For those who may not know, Space Park is a board game designed by Henry Audubon and the fine folks at Keymaster Games which will be launching through kickstarter soon. Players ride rockets to extraordinary realms throughout the galaxy collecting exotic crystals and badges as they set out to become the next great space explorer!
Bringing this piece to life was one of the most rewarding challenges I've had as an illustrator as I pushed to find a fun composition for a world I was fortunate enough to create. As with the other realm posters for Space Park, I took a handful of twists, turns, and departures from my regular working method and explored new approaches to the sketching and painting of this piece. Get your helmets on and we'll dive into the creative process!
For the creation of all of the Space Park realm posters, I opted to do full color concept sketches using the iPad Pro + Apple Pencil in my favorite app, Procreate. This was a fun challenge because it allowed me to think about lighting right from the start, making big decisions quickly as I searched for my composition.
Celestial Seas was one of the pieces I tackled first knowing it would help set the tone for the variety possible in the rest of the Space Park universe. With a fun and quirky title treatment by Mattox Shuler, I was ready to explore and bring this world to life.

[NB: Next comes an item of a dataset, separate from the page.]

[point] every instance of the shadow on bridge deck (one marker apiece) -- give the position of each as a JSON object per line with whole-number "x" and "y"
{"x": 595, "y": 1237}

As soon as I had the red planet on top of the hazy green / blue sky, I could feel the mood and tone of this world taking shape. I began playing with twisting rock formations, which I bent and coiled to frame the composition, and added cascading waterfalls tracing over their forms. The rocks felt alien, coastal, or like the spine of some mythical sea creature. As each of the forms landed, I knew I was onto something...
One of the other choices I made with these posters was to intentionally leave the pencils looser than I normally do because I wanted to discover aspects of the illustration as I worked. In that sense, the pencils I used functioned like a hand drawn map: they gave me an idea where to go but I had no idea all the details I'd find along the way. This was either a great idea, or a terrible one, but I was committed to the approach... As the background of the emerged, I had hope things would work out:
Working with this approach was exhilarating, infuriating, confounding, and blissful all at different times. I'd wake up excited and within an hour of work, feel like the entire piece was a failure (this happened over and over actually). "Just keep moving..." I continued saying, pushing forward, forcing myself to tackle the portions of the piece in spite of any worry or concern things weren't working.
Eventually, the details of the piece came together in unexpected ways and I wrestled into being one of my favorite posters in the series.
In the end, I had such a fun time feeling like I was actually discovering this piece as much as I was creating it. I'd love to go back and explore more in this world but there are new realms in Space Park yet to be seen - so the quest continues! I hope you enjoy the world as much as I enjoyed creating it!
As always, projects like these wouldn't be possible without excellent people like the explorers at Keymaster Games, the game master Henry Audubon, or adventurous agents like Deborah Wolfe and her team. Thanks so much to all of them and thank YOU for reading my ramblings!